Selasa, 26 Mei 2020

Islammu Islamku

Oleh: Misbahuddin

Panggil saya Ghaliyah. Usiaku masih sangat muda, 13 tahun, mungkin kita seusia. Seperti engkau, saya juga memiliki banyak teman. Kami sering melakukan banyak hal bersama, saling memberi, dan juga saling berkasihsayang. Saya tahu, kalian juga sering melakukan hal-hal seperti itu, Insya Allah. Meski demikian, saya merasa ada hal yang berbeda dari dunia kita. Banyak, namun kali ini saya ingin sekali bercerita tentang Islammu dan Islamku.

Saudaraku, udara di sini begitu menyesakkan. Cengkraman kabut tebal tiada hentinya mencekik, menyinggahi segala bangunan yang ada, hingga semesta pandangan terlihat suram. Tidak jarang mata ini pun perih dan merah berair dibuatya. Kuberitahu, kabutku berpasir pekat dari puing, hitam, dan hampa akan kesejukan. Kau dan udaramu tidak seperti ini bukan? Islammu, Islamku.
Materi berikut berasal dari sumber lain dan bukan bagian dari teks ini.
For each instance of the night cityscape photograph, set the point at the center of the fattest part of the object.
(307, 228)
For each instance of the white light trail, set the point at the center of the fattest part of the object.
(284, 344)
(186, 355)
Saudaraku, angin di sini berbeda. Tiada nyanyian sejuk yang menyipta hembusan kedamaian jiwa. Satu-satunya yang selalu menerpa adalah sepoi kepiluan bersama rintih menyayat hati. Tentu ini bukan simfoni yang kalian suka. Kepiluan yang diiringi bising berdentum dan membawa kobaran api membara sepanjang siang dan malam. Saya bahkan tidak pernah berani bermimpi, untuk dapat terlelap oleh alunan syair-syair indah. Kulihat kau dan anginmu tidak begini, Islammu, Islamku.

Saudaraku, cerah di sini hanyalah kekhawatiran tidak berujung. Hidupku ada di bawah langit dan mentari yang suram tertetutup asap kehancuran. Tanah tanpa tanaman, kami bahkan makan dari belas kasih negeri lain. Di sekitarku senyum bahagia bisa seketika sirna, berubah menjadi ratap tangis kehilangan orang-orang terkasih. Lihatlah di jalanan kota, anak-anak meratapi jasad orang tuanya, seorang ayah mendekap anaknya yang bersimbah darah, dan seorang ibu meratapi suami dan anaknya yang sedang sekarat. Cerahmu tidak seperti ini bukan? Islammu, Islamku.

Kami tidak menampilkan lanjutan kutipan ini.